Configurar-se a Cristo não é como configurar um celular

por Mayara Raulino

Certo dia, por conta de problemas no aparelho celular, precisei reconfigurá-lo por completo. Tudo o que havia nele precisou ser apagado e reiniciar todo o processo. Em cada detalhe podia “moldar” o aparelho para o meu gosto, minha preferência, de acordo com minhas necessidades. Com ajuda do manual, adaptei o idioma, o sensor de toque, […]

Certo dia, por conta de problemas no aparelho celular, precisei reconfigurá-lo por completo. Tudo o que havia nele precisou ser apagado e reiniciar todo o processo. Em cada detalhe podia “moldar” o aparelho para o meu gosto, minha preferência, de acordo com minhas necessidades. Com ajuda do manual, adaptei o idioma, o sensor de toque, a música e o volume das notificações, o plano de fundo e aplicativos. Tudo isso era feito com certa rapidez e simplicidade.

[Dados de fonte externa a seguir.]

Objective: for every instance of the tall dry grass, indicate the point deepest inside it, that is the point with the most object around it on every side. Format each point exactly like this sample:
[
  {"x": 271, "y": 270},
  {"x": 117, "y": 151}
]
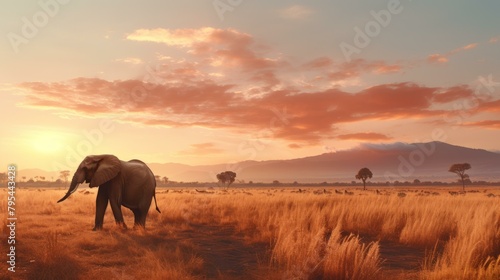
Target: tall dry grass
[{"x": 303, "y": 230}]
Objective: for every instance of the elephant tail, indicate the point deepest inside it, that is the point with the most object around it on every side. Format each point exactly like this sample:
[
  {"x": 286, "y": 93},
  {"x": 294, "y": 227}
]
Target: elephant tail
[{"x": 157, "y": 209}]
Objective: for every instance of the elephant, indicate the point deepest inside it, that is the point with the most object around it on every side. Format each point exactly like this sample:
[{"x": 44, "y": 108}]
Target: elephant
[{"x": 128, "y": 183}]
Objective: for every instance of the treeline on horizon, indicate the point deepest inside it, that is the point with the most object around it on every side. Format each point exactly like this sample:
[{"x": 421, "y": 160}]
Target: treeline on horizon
[{"x": 240, "y": 183}]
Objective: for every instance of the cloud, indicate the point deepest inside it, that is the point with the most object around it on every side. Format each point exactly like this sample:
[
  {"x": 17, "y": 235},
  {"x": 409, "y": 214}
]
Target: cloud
[
  {"x": 319, "y": 62},
  {"x": 433, "y": 58},
  {"x": 219, "y": 47},
  {"x": 364, "y": 136},
  {"x": 289, "y": 114},
  {"x": 489, "y": 124},
  {"x": 295, "y": 12},
  {"x": 444, "y": 58},
  {"x": 130, "y": 60},
  {"x": 201, "y": 149},
  {"x": 453, "y": 94}
]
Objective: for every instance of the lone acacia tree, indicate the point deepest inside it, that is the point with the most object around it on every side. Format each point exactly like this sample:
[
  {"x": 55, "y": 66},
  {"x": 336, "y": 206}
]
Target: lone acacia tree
[
  {"x": 363, "y": 174},
  {"x": 226, "y": 176},
  {"x": 459, "y": 169}
]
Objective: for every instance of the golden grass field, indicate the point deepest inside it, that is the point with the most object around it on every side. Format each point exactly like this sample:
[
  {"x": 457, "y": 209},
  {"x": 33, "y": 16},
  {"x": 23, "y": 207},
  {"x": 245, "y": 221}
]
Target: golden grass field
[{"x": 262, "y": 233}]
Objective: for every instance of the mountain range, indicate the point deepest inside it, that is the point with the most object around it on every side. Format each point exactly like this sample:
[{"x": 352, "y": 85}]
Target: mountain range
[{"x": 388, "y": 162}]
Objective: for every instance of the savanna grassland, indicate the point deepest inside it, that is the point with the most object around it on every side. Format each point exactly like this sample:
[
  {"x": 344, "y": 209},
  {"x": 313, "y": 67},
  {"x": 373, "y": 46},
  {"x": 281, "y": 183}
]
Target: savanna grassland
[{"x": 262, "y": 233}]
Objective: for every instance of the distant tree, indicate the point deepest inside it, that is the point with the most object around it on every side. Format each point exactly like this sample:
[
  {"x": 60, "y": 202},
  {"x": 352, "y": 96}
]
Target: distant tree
[
  {"x": 64, "y": 175},
  {"x": 459, "y": 169},
  {"x": 363, "y": 174},
  {"x": 226, "y": 178}
]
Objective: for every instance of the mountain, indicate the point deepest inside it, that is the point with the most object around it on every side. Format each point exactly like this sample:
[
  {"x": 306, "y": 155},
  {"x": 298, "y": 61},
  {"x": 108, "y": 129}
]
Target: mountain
[{"x": 388, "y": 162}]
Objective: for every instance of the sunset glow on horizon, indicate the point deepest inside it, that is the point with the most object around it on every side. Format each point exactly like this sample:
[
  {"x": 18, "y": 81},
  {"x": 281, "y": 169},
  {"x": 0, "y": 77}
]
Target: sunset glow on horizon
[{"x": 200, "y": 82}]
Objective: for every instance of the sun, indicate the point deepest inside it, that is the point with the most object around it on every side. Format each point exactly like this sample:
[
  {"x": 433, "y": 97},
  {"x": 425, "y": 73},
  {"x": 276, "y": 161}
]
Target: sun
[{"x": 48, "y": 143}]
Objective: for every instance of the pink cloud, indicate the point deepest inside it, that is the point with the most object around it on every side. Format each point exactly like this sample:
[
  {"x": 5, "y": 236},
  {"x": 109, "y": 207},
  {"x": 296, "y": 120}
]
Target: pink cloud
[
  {"x": 489, "y": 124},
  {"x": 301, "y": 117},
  {"x": 364, "y": 136},
  {"x": 444, "y": 58},
  {"x": 202, "y": 149}
]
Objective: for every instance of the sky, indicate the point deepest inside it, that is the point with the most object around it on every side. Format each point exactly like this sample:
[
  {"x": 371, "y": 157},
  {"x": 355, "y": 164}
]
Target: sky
[{"x": 208, "y": 82}]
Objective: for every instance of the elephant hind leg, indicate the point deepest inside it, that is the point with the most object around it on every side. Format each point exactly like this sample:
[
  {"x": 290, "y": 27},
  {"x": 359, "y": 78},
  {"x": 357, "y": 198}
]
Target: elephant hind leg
[{"x": 139, "y": 218}]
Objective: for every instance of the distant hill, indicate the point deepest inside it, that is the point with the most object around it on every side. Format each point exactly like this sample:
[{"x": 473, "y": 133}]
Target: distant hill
[{"x": 388, "y": 162}]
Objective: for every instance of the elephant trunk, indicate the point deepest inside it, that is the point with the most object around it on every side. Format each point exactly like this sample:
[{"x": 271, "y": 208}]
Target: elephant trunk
[{"x": 74, "y": 185}]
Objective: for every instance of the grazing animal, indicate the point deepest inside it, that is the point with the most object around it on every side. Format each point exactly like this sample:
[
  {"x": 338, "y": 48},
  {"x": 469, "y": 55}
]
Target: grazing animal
[{"x": 128, "y": 183}]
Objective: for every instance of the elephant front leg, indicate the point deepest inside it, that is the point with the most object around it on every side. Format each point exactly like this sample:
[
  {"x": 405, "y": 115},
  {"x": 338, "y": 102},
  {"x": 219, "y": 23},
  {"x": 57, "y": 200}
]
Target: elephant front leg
[
  {"x": 117, "y": 212},
  {"x": 100, "y": 208}
]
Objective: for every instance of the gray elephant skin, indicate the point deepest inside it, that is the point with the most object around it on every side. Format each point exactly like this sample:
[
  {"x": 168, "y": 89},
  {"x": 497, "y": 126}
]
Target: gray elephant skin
[{"x": 128, "y": 183}]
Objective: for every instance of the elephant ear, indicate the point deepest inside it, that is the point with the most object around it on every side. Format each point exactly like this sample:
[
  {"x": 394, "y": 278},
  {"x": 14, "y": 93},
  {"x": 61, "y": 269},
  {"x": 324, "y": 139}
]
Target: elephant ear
[{"x": 107, "y": 168}]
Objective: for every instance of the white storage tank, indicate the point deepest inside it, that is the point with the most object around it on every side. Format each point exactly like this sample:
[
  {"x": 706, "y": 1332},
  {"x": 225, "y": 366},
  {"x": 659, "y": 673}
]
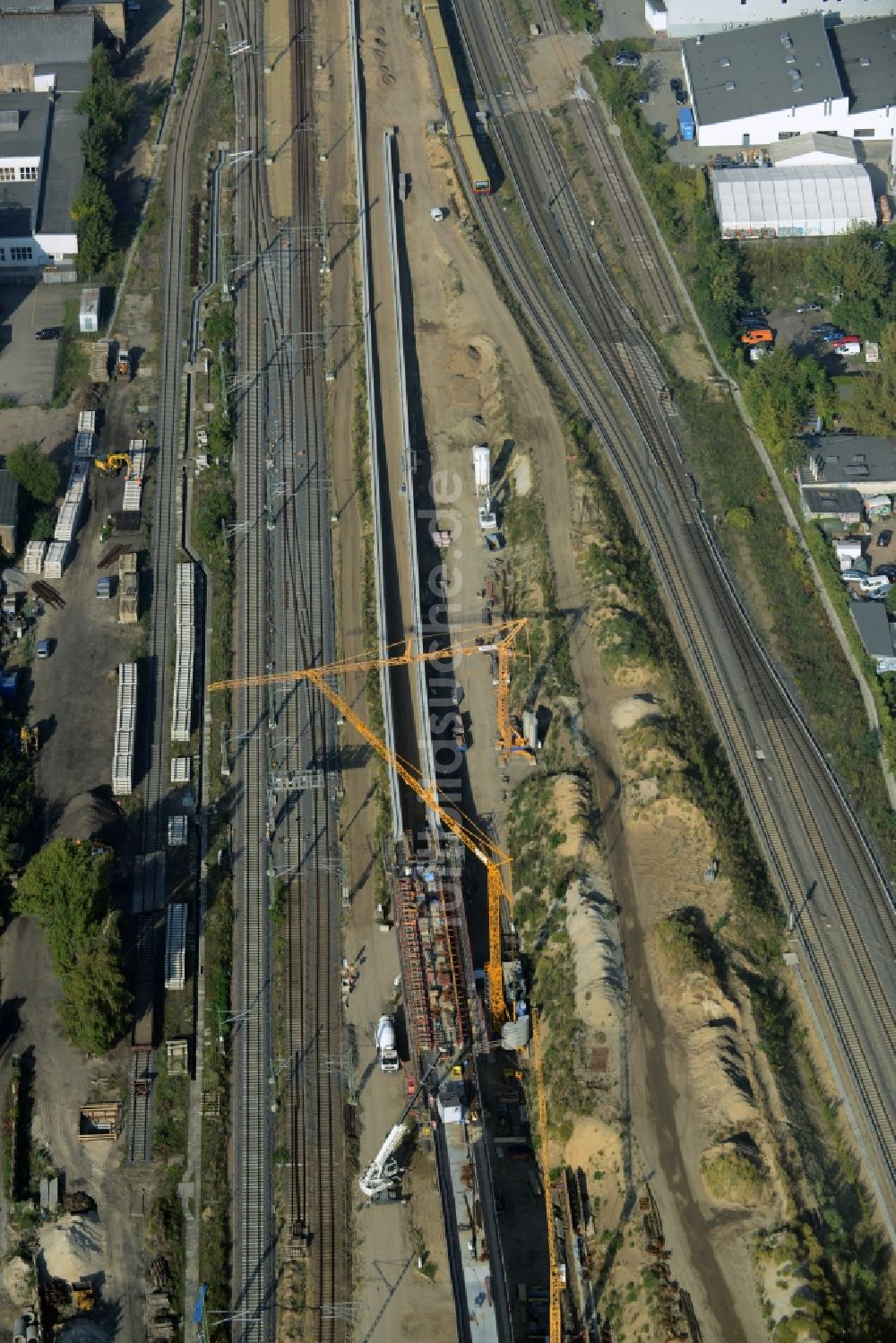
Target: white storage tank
[{"x": 89, "y": 316}]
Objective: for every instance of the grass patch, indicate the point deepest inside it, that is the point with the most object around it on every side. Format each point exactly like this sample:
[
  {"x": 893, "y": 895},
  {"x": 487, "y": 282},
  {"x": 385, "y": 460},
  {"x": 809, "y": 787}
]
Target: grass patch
[{"x": 73, "y": 358}]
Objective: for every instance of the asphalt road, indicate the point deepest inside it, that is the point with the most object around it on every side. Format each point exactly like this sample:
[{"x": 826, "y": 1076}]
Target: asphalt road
[{"x": 814, "y": 845}]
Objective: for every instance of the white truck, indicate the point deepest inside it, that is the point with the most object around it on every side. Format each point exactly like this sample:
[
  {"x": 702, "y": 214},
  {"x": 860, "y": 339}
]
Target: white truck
[{"x": 386, "y": 1045}]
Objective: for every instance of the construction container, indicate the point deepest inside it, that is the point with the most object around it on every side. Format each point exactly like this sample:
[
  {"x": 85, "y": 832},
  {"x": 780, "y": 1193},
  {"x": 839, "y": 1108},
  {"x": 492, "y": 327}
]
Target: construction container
[
  {"x": 35, "y": 555},
  {"x": 89, "y": 314},
  {"x": 56, "y": 559},
  {"x": 99, "y": 361},
  {"x": 128, "y": 589}
]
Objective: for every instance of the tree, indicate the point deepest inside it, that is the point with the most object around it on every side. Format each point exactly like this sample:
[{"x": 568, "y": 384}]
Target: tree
[
  {"x": 35, "y": 473},
  {"x": 872, "y": 407},
  {"x": 66, "y": 888},
  {"x": 780, "y": 392},
  {"x": 94, "y": 215},
  {"x": 94, "y": 997}
]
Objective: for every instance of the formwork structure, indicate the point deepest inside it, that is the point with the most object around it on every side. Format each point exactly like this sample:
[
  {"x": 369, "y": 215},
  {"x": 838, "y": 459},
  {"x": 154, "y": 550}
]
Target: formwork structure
[
  {"x": 56, "y": 559},
  {"x": 35, "y": 555},
  {"x": 177, "y": 947},
  {"x": 123, "y": 761},
  {"x": 441, "y": 1003},
  {"x": 99, "y": 1122},
  {"x": 128, "y": 589},
  {"x": 185, "y": 646},
  {"x": 134, "y": 478}
]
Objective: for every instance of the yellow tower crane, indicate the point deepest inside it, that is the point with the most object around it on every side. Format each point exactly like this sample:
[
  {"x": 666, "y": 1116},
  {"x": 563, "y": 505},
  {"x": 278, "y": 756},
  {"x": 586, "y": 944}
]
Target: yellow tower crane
[
  {"x": 497, "y": 864},
  {"x": 498, "y": 640}
]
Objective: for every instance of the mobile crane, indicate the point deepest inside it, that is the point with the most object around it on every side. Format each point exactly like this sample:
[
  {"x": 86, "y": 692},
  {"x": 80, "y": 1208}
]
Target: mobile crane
[{"x": 113, "y": 462}]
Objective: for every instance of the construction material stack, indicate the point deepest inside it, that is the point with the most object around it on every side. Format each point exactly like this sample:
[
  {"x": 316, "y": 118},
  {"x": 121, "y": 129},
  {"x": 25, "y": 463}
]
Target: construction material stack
[
  {"x": 56, "y": 559},
  {"x": 128, "y": 589},
  {"x": 177, "y": 947},
  {"x": 35, "y": 555},
  {"x": 185, "y": 645},
  {"x": 86, "y": 435},
  {"x": 134, "y": 478},
  {"x": 123, "y": 764}
]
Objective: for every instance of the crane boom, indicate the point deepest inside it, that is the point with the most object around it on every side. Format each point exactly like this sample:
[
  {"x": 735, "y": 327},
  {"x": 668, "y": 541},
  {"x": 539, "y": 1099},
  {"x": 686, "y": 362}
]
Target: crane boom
[{"x": 484, "y": 641}]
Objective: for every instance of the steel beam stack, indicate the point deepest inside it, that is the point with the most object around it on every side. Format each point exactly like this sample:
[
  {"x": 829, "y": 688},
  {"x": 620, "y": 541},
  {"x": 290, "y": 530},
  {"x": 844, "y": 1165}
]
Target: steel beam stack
[
  {"x": 177, "y": 947},
  {"x": 123, "y": 761},
  {"x": 56, "y": 559},
  {"x": 185, "y": 637}
]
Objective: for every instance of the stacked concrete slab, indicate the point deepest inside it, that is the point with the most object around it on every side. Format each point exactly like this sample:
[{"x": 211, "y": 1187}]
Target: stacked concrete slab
[
  {"x": 128, "y": 589},
  {"x": 134, "y": 479},
  {"x": 56, "y": 559},
  {"x": 123, "y": 761},
  {"x": 185, "y": 646},
  {"x": 73, "y": 503},
  {"x": 35, "y": 555},
  {"x": 177, "y": 947}
]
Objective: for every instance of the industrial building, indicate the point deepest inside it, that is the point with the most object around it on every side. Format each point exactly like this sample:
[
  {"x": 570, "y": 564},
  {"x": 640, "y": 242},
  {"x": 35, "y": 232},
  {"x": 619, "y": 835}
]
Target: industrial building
[
  {"x": 845, "y": 474},
  {"x": 791, "y": 202},
  {"x": 8, "y": 512},
  {"x": 43, "y": 70},
  {"x": 688, "y": 18},
  {"x": 766, "y": 83}
]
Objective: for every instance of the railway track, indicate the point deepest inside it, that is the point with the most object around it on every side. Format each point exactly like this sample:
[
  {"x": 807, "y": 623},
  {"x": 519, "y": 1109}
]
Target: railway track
[
  {"x": 147, "y": 925},
  {"x": 285, "y": 606},
  {"x": 823, "y": 865}
]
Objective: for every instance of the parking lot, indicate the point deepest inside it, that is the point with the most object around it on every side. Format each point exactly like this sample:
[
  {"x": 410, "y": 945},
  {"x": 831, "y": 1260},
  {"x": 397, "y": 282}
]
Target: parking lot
[{"x": 27, "y": 366}]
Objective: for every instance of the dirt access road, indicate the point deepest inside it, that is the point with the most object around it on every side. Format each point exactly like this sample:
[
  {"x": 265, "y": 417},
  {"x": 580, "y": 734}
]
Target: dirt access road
[{"x": 454, "y": 303}]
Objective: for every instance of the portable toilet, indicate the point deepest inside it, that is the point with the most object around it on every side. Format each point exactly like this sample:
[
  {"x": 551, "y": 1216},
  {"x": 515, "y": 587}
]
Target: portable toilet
[{"x": 89, "y": 316}]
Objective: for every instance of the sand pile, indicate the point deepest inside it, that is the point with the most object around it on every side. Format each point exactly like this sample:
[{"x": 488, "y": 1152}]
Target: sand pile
[
  {"x": 635, "y": 708},
  {"x": 72, "y": 1248},
  {"x": 600, "y": 985},
  {"x": 18, "y": 1278}
]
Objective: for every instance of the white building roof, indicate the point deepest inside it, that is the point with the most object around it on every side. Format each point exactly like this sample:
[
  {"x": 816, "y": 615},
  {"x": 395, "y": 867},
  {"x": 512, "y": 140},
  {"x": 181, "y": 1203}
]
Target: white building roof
[
  {"x": 791, "y": 201},
  {"x": 813, "y": 148}
]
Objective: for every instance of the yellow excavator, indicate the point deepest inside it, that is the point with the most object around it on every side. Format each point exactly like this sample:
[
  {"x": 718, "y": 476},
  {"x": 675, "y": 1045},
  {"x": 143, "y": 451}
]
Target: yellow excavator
[
  {"x": 497, "y": 864},
  {"x": 112, "y": 463}
]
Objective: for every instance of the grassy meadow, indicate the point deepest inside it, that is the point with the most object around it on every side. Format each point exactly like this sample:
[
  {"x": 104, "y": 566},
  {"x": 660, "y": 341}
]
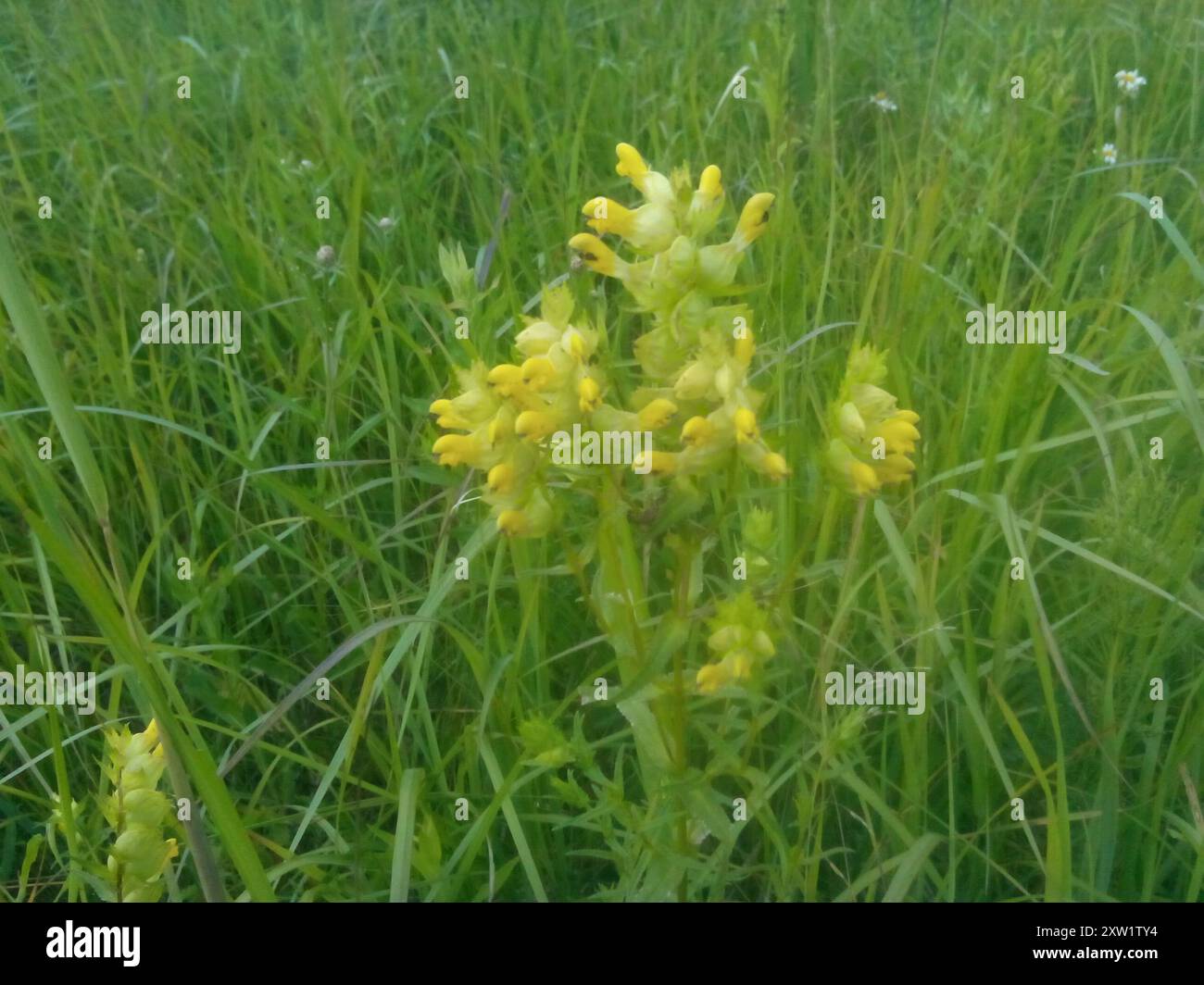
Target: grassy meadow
[{"x": 348, "y": 719}]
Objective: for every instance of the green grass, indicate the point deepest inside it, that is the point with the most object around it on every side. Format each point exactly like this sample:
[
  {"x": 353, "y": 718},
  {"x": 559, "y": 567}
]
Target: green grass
[{"x": 1036, "y": 689}]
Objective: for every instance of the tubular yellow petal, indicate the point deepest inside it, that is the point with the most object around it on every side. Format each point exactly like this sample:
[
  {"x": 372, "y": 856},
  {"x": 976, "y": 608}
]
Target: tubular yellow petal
[
  {"x": 774, "y": 467},
  {"x": 753, "y": 218},
  {"x": 589, "y": 393},
  {"x": 657, "y": 413},
  {"x": 456, "y": 449},
  {"x": 710, "y": 678},
  {"x": 746, "y": 424},
  {"x": 533, "y": 425},
  {"x": 853, "y": 425},
  {"x": 631, "y": 163},
  {"x": 506, "y": 379},
  {"x": 538, "y": 372},
  {"x": 501, "y": 479},
  {"x": 595, "y": 255},
  {"x": 710, "y": 182},
  {"x": 697, "y": 431}
]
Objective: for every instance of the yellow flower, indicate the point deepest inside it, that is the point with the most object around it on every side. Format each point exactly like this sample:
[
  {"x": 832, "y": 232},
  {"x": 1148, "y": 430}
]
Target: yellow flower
[
  {"x": 137, "y": 812},
  {"x": 589, "y": 393},
  {"x": 649, "y": 228},
  {"x": 870, "y": 436}
]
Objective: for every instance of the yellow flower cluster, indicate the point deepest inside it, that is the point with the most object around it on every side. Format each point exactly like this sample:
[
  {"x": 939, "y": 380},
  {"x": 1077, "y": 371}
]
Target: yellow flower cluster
[
  {"x": 737, "y": 641},
  {"x": 870, "y": 437},
  {"x": 696, "y": 356},
  {"x": 137, "y": 811}
]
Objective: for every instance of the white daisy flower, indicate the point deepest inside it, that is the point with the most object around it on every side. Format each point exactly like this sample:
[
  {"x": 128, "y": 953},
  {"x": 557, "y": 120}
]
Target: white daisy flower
[
  {"x": 884, "y": 103},
  {"x": 1128, "y": 81}
]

Até que me veio o pensamento: “que bom seria se minha configuração a Cristo fosse tão simples”. Aumentar as virtudes do amor, da caridade, da compaixão, da fé e da esperança. Diminuir os ruídos que tentam confundir a voz de Deus. Ouvir mais, falar menos. Controlar a língua afiada. Zerar a vaidade e o orgulho. Colocar em 100% o sair de mim. Um “plano de frente” que expressasse sempre amor. Mais Dele, menos de mim.

Ao mesmo tempo, se eu desejasse tal facilidade no método de configuração a Cristo, estaria proporcionalmente me desconfigurando a Ele. Se como Ele quero e devo ser, com Ele devo abraçar tudo o que abraçou, sentir o que sentia, amar como amou e como ama, indo às periferias existenciais, extinguindo os muros da indiferença, lutando contra a própria vontade e aderindo incondicionalmente a vontade do Pai.

Não busco a minha vontade, mas a vontade daquele que me enviou” (Jo 5,30).

Essa conformação exige tudo de nós e seria impossível vivê-la sem o auxílio do Espírito, o “software divino”, como denominou o Papa Francisco aos jovens na sua viagem a Bangladesh.“A nossa vida não é uma vida sem direção; tem um objetivo, um objetivo que nos foi dado por Deus. Ele guia-nos, orientando-nos com a sua graça. É como se tivesse colocado dentro de nós um software, que nos ajuda a discernir o seu programa divino e a responder-lhe livremente. Mas, como qualquer software, também este precisa de ser constantemente atualizado. Mantende atualizado o vosso programa, prestando ouvidos ao Senhor e aceitando o desafio de fazer a sua vontade”, disse Francisco.

De fato, com o simples querer de Deus, poderíamos ser totalmente configurados ao Filho, mas Ele nos deu a total liberdade de escolhermos ser ou não como Ele, e isso é amor. A liberdade que Deus nos apresenta deixa totalmente em nossas mãos a capacidade de nos moldarmos ao que Ele sonha de nós. O Manual e O exemplo perfeito já temos, cabe buscarmos a intimidade perfeita, com paciência e esperança de que, antes que nós O busquemos, Ele já nos espera.